After shrugging off his Stuyvesant students' entreaties for years, McCourt disciplined himself enough to write it down. The result was "Angela's Ashes."
The story comes full circle in "Teacher Man." When the book was published last November, officials at Stuyvesant High organized a party.
Dozens of McCourt's former students came from across the U.S. and as far away as Switzerland. They had come to say thank you to a teacher who had inspired them. Many more wrote heartfelt letters to the editor after a New York Times article about the Stuyvesant event appeared.
McCourt, who always worried if he was making a difference as a teacher, had his answer.
"Teaching isn't clear cut like being a doctor, where you operate and the patient gets better or worse. Or a lawyer, where you win or lose the case," McCourt said. "As a teacher, you just do your best, keep poking away at it and hope."
Paul Grondahl can be reached at 454-5623 or by e-mail at [email protected].
Capital city made quite an impression
"Angela's Ashes" ends in Albany, where 19-year-old Frank McCourt landed in 1949 after boarding a freighter in Cork, Ireland.
When McCourt visits the University at Albany on Jan. 24 for a Writers Institute event, sweet memories will come flooding back.
On that October day 56 years ago, McCourt made his way from the Port of Albany over to Broadway and Union Station to catch a train to New York City. He bought a cup of coffee and a piece of pie in the train station.

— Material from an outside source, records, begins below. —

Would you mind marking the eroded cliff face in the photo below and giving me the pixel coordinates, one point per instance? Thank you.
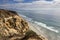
(13, 27)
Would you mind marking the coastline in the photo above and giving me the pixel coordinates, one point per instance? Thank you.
(31, 27)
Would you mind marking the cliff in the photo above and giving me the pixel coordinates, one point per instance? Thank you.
(14, 27)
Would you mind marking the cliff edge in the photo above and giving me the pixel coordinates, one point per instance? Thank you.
(14, 27)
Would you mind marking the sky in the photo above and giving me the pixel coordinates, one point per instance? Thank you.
(19, 1)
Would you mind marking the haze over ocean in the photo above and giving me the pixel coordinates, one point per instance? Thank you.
(44, 13)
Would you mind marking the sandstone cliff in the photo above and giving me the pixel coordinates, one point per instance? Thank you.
(14, 27)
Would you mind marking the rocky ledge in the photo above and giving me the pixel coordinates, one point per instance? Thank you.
(14, 27)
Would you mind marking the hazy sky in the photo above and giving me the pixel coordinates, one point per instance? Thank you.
(43, 6)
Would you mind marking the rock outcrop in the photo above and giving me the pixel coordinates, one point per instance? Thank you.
(13, 27)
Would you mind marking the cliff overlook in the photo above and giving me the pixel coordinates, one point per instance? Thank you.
(14, 27)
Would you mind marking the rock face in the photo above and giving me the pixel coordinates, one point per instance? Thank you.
(13, 27)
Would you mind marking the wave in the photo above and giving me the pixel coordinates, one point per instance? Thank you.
(39, 23)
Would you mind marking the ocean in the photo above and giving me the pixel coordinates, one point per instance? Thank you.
(47, 24)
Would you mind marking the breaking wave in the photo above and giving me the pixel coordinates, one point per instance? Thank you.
(40, 24)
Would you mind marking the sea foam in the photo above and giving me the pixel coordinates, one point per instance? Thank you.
(40, 24)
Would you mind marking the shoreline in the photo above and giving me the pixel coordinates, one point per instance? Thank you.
(31, 27)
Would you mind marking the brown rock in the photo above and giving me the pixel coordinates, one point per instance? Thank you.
(13, 27)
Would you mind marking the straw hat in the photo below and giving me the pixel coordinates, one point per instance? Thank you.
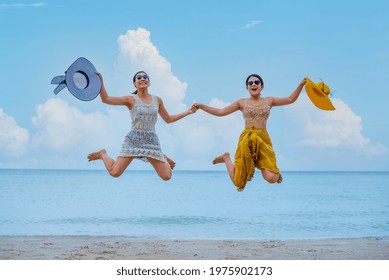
(80, 79)
(318, 93)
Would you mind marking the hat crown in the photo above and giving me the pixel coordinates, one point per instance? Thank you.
(323, 87)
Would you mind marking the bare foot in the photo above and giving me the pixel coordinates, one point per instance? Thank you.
(221, 158)
(96, 155)
(170, 162)
(279, 181)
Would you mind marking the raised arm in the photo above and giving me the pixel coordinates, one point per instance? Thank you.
(113, 100)
(173, 118)
(223, 111)
(274, 101)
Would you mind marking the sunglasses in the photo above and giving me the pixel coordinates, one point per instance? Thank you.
(257, 82)
(140, 77)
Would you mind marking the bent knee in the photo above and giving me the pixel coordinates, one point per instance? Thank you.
(166, 177)
(115, 173)
(271, 178)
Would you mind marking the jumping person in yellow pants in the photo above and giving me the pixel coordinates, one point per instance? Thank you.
(255, 148)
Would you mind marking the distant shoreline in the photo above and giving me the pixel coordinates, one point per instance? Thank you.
(126, 248)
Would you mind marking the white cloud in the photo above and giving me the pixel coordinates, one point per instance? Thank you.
(341, 128)
(64, 128)
(137, 49)
(13, 138)
(194, 140)
(251, 24)
(248, 25)
(32, 5)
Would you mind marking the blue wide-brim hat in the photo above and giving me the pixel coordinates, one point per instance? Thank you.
(80, 79)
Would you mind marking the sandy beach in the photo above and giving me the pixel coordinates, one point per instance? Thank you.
(124, 248)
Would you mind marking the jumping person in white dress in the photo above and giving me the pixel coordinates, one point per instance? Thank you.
(141, 142)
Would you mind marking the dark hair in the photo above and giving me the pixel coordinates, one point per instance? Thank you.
(134, 78)
(257, 76)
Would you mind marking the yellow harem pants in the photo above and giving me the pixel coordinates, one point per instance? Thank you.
(254, 149)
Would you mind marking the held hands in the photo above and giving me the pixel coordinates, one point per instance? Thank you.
(197, 105)
(193, 109)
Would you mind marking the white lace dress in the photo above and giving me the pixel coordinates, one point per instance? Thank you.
(142, 141)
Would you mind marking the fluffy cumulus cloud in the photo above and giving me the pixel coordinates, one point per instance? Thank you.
(192, 141)
(63, 134)
(137, 49)
(62, 127)
(13, 138)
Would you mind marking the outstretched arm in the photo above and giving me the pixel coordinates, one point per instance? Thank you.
(274, 101)
(113, 100)
(173, 118)
(220, 112)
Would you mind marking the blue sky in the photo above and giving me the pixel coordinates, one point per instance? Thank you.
(196, 51)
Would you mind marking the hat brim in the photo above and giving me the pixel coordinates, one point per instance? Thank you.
(318, 98)
(93, 84)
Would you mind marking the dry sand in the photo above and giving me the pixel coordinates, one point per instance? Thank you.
(124, 248)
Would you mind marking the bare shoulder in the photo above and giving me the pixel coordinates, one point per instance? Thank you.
(130, 100)
(241, 103)
(159, 100)
(270, 100)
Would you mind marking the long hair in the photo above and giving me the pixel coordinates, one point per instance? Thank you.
(134, 78)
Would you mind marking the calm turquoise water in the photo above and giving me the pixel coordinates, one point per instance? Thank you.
(193, 205)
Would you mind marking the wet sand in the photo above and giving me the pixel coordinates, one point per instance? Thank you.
(124, 248)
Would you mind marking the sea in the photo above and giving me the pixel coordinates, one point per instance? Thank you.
(193, 205)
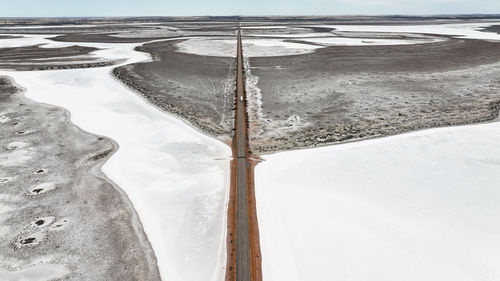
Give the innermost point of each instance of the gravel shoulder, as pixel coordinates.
(60, 215)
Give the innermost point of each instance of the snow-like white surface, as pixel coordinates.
(418, 206)
(339, 41)
(176, 177)
(251, 47)
(265, 27)
(464, 30)
(39, 272)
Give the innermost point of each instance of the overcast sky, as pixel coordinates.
(42, 8)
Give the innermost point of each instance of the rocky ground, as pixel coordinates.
(339, 94)
(60, 217)
(199, 89)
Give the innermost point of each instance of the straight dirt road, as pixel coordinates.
(243, 247)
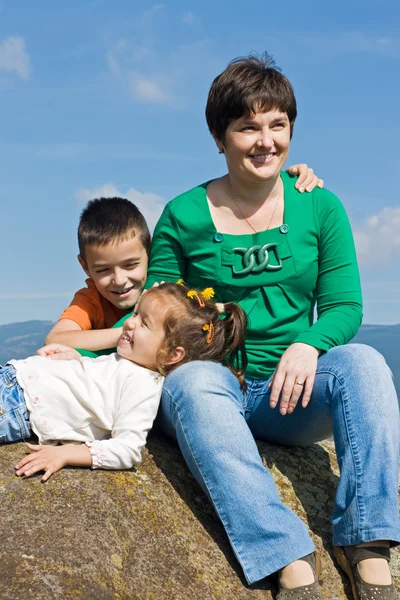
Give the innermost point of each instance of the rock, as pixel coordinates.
(150, 534)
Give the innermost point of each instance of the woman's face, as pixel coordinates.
(256, 147)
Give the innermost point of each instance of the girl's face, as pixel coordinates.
(256, 147)
(143, 334)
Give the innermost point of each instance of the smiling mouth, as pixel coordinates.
(262, 158)
(125, 338)
(122, 292)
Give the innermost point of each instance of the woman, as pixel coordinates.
(251, 236)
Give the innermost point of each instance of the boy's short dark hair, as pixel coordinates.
(106, 220)
(247, 85)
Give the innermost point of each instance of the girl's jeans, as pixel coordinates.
(214, 423)
(14, 416)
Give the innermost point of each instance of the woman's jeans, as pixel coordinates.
(14, 416)
(214, 423)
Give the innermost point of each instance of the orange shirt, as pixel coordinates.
(91, 311)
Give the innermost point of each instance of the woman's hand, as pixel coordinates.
(307, 179)
(49, 459)
(293, 376)
(58, 352)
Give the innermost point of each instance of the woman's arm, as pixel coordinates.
(339, 307)
(338, 293)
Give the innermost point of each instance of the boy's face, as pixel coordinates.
(118, 269)
(143, 334)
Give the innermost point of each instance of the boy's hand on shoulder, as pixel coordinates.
(58, 352)
(49, 459)
(307, 179)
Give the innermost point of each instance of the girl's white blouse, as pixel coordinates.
(108, 402)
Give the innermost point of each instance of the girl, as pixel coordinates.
(100, 409)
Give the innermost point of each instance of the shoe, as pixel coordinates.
(304, 592)
(348, 558)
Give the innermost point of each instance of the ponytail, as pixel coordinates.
(235, 325)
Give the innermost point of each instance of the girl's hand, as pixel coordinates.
(58, 352)
(42, 458)
(293, 376)
(307, 180)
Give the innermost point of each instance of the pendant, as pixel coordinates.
(256, 259)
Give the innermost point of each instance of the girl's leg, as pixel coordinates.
(14, 416)
(204, 408)
(353, 389)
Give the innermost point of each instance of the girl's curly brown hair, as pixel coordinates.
(206, 330)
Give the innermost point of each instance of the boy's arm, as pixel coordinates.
(69, 333)
(51, 459)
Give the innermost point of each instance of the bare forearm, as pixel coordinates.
(100, 339)
(75, 455)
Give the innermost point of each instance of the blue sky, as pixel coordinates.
(101, 97)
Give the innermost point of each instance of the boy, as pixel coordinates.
(114, 243)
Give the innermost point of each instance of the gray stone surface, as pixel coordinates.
(149, 535)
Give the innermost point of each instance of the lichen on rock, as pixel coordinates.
(149, 534)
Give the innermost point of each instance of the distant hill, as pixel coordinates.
(386, 339)
(18, 340)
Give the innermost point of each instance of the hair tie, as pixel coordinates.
(208, 293)
(193, 294)
(210, 328)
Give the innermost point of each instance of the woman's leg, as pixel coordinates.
(14, 416)
(354, 394)
(204, 408)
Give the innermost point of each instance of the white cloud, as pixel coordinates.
(189, 18)
(147, 90)
(156, 89)
(150, 204)
(378, 237)
(14, 58)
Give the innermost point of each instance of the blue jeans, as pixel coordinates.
(215, 425)
(14, 416)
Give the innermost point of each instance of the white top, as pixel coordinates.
(91, 400)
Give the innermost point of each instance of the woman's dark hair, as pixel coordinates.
(205, 329)
(248, 85)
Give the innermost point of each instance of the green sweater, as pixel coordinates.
(309, 260)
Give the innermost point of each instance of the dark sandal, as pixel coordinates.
(304, 592)
(348, 558)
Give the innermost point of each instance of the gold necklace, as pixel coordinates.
(241, 212)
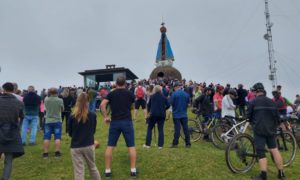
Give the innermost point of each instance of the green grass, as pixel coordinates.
(202, 161)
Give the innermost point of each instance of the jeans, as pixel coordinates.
(117, 127)
(33, 120)
(160, 125)
(7, 166)
(67, 115)
(52, 128)
(83, 155)
(178, 122)
(92, 107)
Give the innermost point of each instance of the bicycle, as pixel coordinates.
(241, 152)
(196, 127)
(290, 123)
(223, 132)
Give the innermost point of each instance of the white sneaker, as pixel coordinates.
(145, 146)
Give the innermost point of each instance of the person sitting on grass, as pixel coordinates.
(82, 127)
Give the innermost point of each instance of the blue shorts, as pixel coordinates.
(52, 128)
(121, 126)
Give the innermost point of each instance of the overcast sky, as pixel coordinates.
(46, 43)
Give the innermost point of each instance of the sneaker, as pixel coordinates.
(58, 154)
(45, 155)
(107, 174)
(174, 146)
(133, 174)
(145, 146)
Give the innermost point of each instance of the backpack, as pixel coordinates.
(140, 92)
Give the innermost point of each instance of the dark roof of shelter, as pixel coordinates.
(129, 74)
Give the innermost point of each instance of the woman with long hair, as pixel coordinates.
(82, 127)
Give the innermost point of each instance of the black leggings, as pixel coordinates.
(7, 166)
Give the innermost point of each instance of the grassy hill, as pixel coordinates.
(202, 161)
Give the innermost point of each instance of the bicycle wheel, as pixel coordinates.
(194, 129)
(218, 137)
(240, 154)
(286, 143)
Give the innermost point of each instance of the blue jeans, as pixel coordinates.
(121, 126)
(33, 120)
(160, 125)
(92, 107)
(52, 128)
(178, 122)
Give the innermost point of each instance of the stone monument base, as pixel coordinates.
(166, 72)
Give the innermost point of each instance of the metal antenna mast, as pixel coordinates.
(268, 37)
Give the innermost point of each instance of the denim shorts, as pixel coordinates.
(52, 128)
(121, 126)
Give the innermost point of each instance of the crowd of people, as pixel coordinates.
(158, 98)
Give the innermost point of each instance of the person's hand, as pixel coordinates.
(107, 120)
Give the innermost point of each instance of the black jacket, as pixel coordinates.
(69, 102)
(204, 104)
(263, 115)
(11, 110)
(158, 104)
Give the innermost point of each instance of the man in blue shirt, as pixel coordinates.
(179, 101)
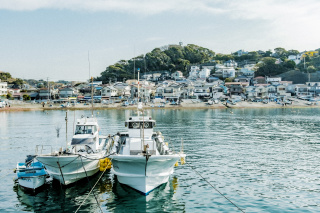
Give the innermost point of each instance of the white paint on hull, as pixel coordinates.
(142, 175)
(73, 167)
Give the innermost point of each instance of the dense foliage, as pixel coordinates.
(169, 58)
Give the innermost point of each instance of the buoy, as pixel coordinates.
(182, 160)
(105, 164)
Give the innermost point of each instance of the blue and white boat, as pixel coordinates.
(31, 175)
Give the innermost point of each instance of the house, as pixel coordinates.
(204, 73)
(109, 92)
(295, 58)
(172, 91)
(272, 91)
(242, 79)
(259, 80)
(225, 72)
(203, 90)
(123, 89)
(230, 63)
(282, 91)
(16, 94)
(273, 80)
(44, 94)
(3, 88)
(262, 90)
(68, 92)
(247, 70)
(250, 92)
(301, 90)
(241, 52)
(313, 88)
(236, 88)
(177, 75)
(219, 92)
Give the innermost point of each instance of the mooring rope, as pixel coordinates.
(90, 184)
(215, 188)
(93, 188)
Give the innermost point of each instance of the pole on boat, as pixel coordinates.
(92, 96)
(66, 129)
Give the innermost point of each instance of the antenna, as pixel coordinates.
(89, 63)
(134, 63)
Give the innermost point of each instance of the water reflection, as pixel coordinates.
(112, 197)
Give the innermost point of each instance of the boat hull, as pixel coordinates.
(32, 182)
(141, 173)
(70, 168)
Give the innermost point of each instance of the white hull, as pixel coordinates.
(142, 174)
(33, 182)
(72, 167)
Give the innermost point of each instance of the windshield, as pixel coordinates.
(85, 129)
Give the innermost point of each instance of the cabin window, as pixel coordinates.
(139, 124)
(85, 129)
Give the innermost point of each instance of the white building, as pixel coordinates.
(273, 80)
(204, 73)
(225, 72)
(177, 75)
(230, 63)
(194, 71)
(109, 91)
(3, 88)
(295, 58)
(68, 92)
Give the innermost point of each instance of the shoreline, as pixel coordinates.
(98, 106)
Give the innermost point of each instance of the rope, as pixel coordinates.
(90, 184)
(58, 160)
(215, 188)
(5, 175)
(92, 188)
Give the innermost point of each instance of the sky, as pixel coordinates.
(76, 39)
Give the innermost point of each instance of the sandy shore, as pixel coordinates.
(187, 104)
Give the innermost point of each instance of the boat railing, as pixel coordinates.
(40, 148)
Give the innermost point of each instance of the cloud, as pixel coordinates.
(144, 7)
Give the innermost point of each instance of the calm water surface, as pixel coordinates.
(264, 160)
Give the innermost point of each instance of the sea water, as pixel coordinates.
(262, 160)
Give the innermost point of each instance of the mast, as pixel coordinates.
(66, 129)
(92, 96)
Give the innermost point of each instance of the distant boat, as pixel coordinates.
(143, 159)
(31, 175)
(82, 160)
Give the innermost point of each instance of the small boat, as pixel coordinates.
(143, 159)
(31, 175)
(87, 147)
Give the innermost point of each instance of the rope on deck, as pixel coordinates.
(214, 188)
(93, 188)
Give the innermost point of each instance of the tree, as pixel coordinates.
(26, 97)
(311, 69)
(269, 68)
(18, 83)
(4, 76)
(281, 52)
(293, 52)
(289, 64)
(9, 96)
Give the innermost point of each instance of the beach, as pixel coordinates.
(185, 104)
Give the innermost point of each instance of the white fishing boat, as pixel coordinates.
(31, 175)
(81, 160)
(143, 159)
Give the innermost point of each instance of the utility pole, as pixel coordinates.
(48, 88)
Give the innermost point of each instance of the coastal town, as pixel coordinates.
(215, 85)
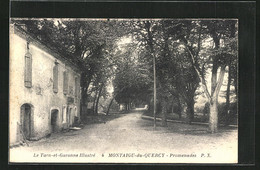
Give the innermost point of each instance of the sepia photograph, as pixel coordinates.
(114, 90)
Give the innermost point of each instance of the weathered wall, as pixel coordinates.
(41, 95)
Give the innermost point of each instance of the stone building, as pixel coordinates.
(44, 89)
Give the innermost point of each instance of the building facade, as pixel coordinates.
(44, 89)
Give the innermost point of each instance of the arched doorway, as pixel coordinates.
(26, 121)
(54, 120)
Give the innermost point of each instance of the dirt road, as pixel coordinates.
(131, 133)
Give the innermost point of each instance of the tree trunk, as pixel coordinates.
(228, 96)
(94, 102)
(213, 116)
(179, 107)
(164, 112)
(190, 109)
(98, 96)
(110, 104)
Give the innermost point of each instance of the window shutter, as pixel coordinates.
(28, 70)
(55, 78)
(65, 82)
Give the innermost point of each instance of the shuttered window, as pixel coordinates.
(65, 82)
(28, 70)
(55, 77)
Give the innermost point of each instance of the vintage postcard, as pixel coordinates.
(123, 90)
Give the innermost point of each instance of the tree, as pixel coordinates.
(219, 57)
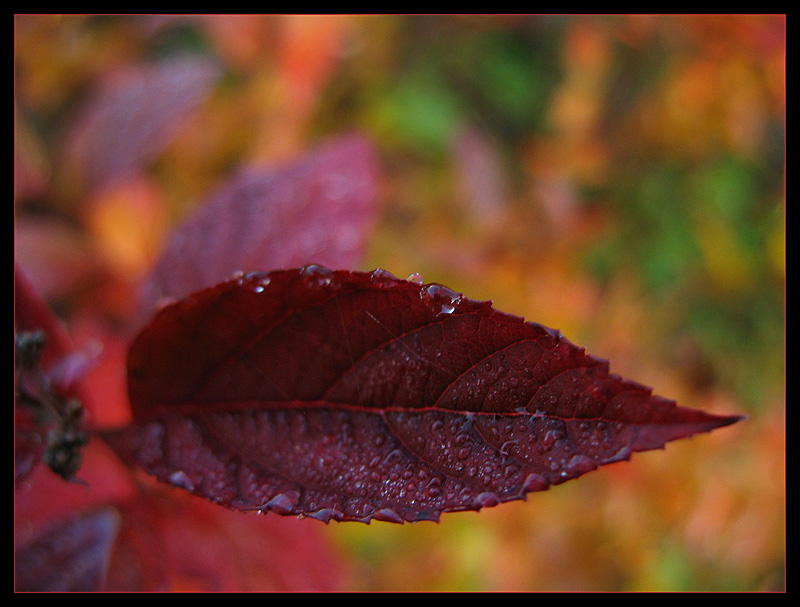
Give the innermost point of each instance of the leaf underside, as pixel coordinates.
(354, 396)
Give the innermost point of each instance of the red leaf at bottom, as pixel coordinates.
(352, 396)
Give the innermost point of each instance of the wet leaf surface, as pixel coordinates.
(356, 396)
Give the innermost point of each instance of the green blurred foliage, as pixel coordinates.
(624, 181)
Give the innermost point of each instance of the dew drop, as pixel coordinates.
(486, 499)
(281, 503)
(439, 299)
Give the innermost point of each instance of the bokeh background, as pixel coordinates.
(621, 178)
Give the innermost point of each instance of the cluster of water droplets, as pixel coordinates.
(439, 299)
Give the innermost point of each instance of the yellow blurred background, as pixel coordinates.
(621, 178)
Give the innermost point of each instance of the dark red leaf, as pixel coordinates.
(133, 115)
(70, 556)
(352, 396)
(320, 209)
(171, 541)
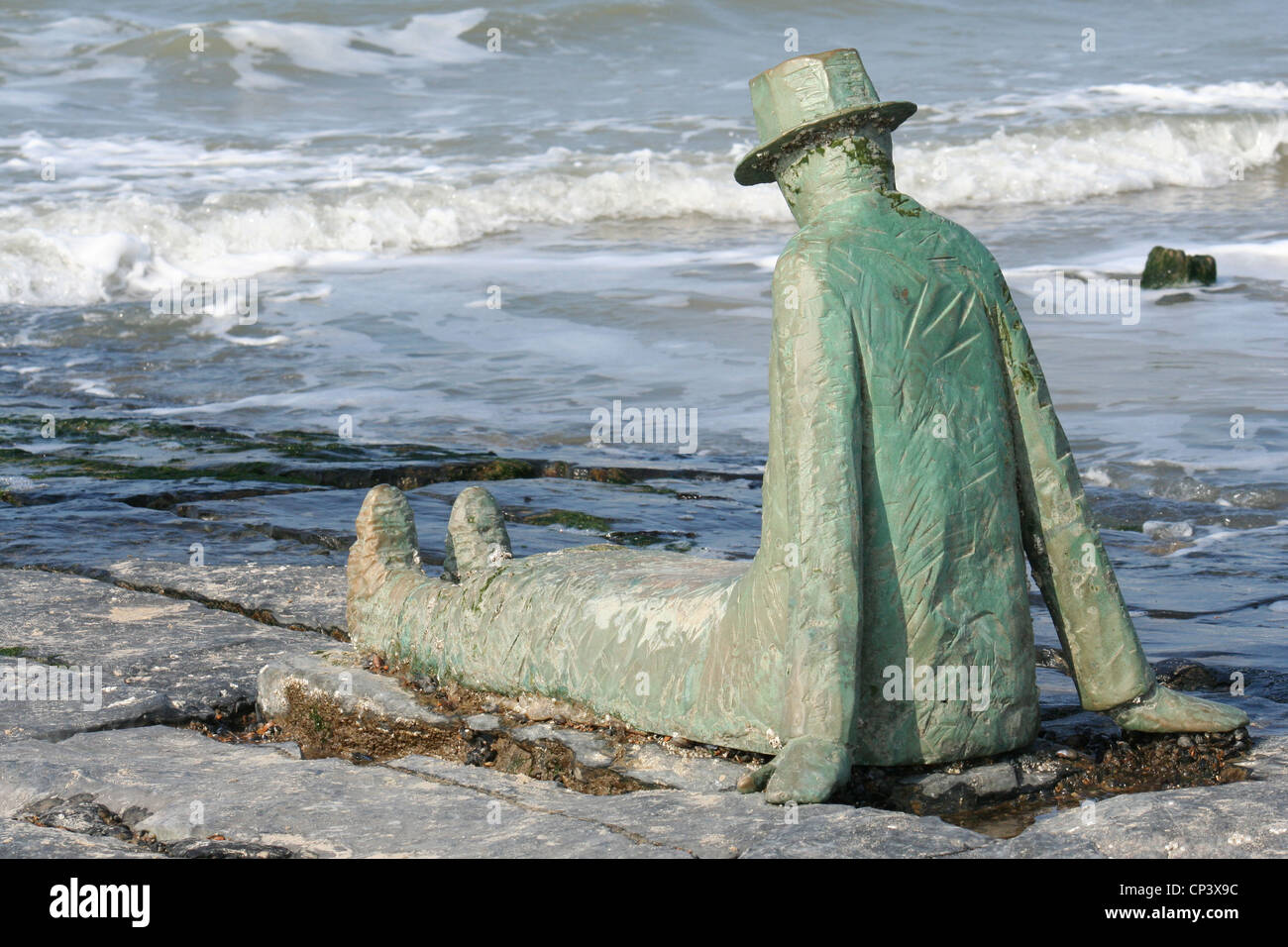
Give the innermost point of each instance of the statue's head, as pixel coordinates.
(816, 102)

"I remember the coffee came in a big, thick white porcelain cup and I was amazed at how thick it was," McCourt recalled. "I had the first piece of lemon meringue pie in my life. The pie sent me into heaven. I thought: If this is what life is like in Albany, how much better can it get in New York?"
Only recently did a letter from a reader, a retired sailor in the Irish merchant marine, shed light on a brief stop McCourt's freighter made at Poughkeepsie, which is briefly mentioned in "Angela's Ashes."
McCourt learned that tickets for the Irish Sweepstakes, a lottery banned in the United States in 1949, were routinely smuggled into this country aboard cargo ships loaded in Ireland. Poughkeepsie allegedly was a well-known drop for the illicit sweepstakes tickets.
"This reader was very knowledgeable and speculated that I was used as a decoy to go ashore in Poughkeepsie to see if any police or federal agents were waiting before the Irish Sweepstakes tickets were smuggled ashore," McCourt said.
Another reader sent McCourt a manifest of the freighter he sailed from Cork, complete with a list of crew and passengers.
"He sent me the material and said he had taken on this research in order to prove me a liar, but there was my name and my story checked out," McCourt said.
This led McCourt to reflect on the controversy dogging author James Frey and his bestselling memoir, "A Million Little Pieces." After an investigative Web site, The Smoking Gun, challenged its veracity, Frey admitted that he had embellished portions.
"I'm always quoting Gore Vidal and his memoir, 'Palimpsest,' " McCourt said. "Vidal said a memoir is an impression of your life, but even if you say it's just your impression you can't put in things that didn't happen. You can put in impressions about how you felt about things that happened. You can't put in made-up events. These things are easily verifiable."
McCourt said his wife, Ellen, is about halfway through Frey's book and he doesn't expect the author's recent revelations will cause her to abandon it.
McCourt never planned to read "A Million Little Pieces."
"I don't like stories of redemption," he said. "It pisses me off when someone boozes it up, drugs it up, writes a book about it and gets rewarded."